— Żona pantery przyszła ze swoim małżonkiem, kawedżi — odpowiedziałem — i zabiła ci jedną owcę. Musisz pójść po nią, bo w pobliżu jest szakal, który ją pożre.
— Niech ją pożre! Allah niechaj uchroni nogę moją od tego, żebym miał wychodzić do państwa śmierci, gdzie zostałbym rozdarty!
— Nie zostaniesz rozdarty, ponieważ sułtana pantery nie żyje, a pan jej leży obok niej ze strzaskanem czołem.
— Allah kerihm, Bóg jest łaskawy! Czy mówisz prawdę, sidi?

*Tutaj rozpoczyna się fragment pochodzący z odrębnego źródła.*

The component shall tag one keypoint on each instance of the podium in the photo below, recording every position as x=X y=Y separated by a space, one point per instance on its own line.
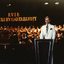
x=43 y=51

— Słowo moje jest prawdziwe! Czy widzisz to obuwie, Hassanie? Jest nieuszkodzone i ani włos nie spadł mi z głowy, ale moja sura zabrzmiała i oba zwierzęta powalone są pięścią śmierci. Pomóżcie mi, ludzie, przynieść je tutaj!
Słowa moje wywołały wśród wszystkich nadzwyczajne poruszenie. Wierzyć mi nie chcieli, długo musiałem ich przekonywać, zanim ostatecznie zgodzili się pójść ze mną.
Gdyśmy z zapalonemi pochodniami z łyka daktylowego zbliżali się do zagrody, stłoczyły się owce, przestraszone ogniami. Zaledwie Arabowie ujrzeli zabite pantery, rzucili się na nie, zaczęli je okładać pięściami, kopać obcasami, miotać przezwiska, w jakie tylko mowa arabska jest bogata. Hassan el Kebihr był najgłośniejszy. Wkońcu zwrócił się także do mnie:
— Sidi, ty jesteś największym myśliwym, jakiego moje oczy widziały. Jesteś jeszcze większym, aniżeli emir el Areth[1], który był panem lwów. Gdy będę śpiewał o siret el modżaheddin[2] i gdy będę opowiadał o siret el behluwan[3], nie zapomnę i o twojem imieniu, lecz będę je wysławiał przed uszyma wiernych!
Arab chętnie mówi błyskotliwie i lubi swoje uczucia wyrażać w superlatywach. Korndorfer nie mógł także ukryć swego zdumienia.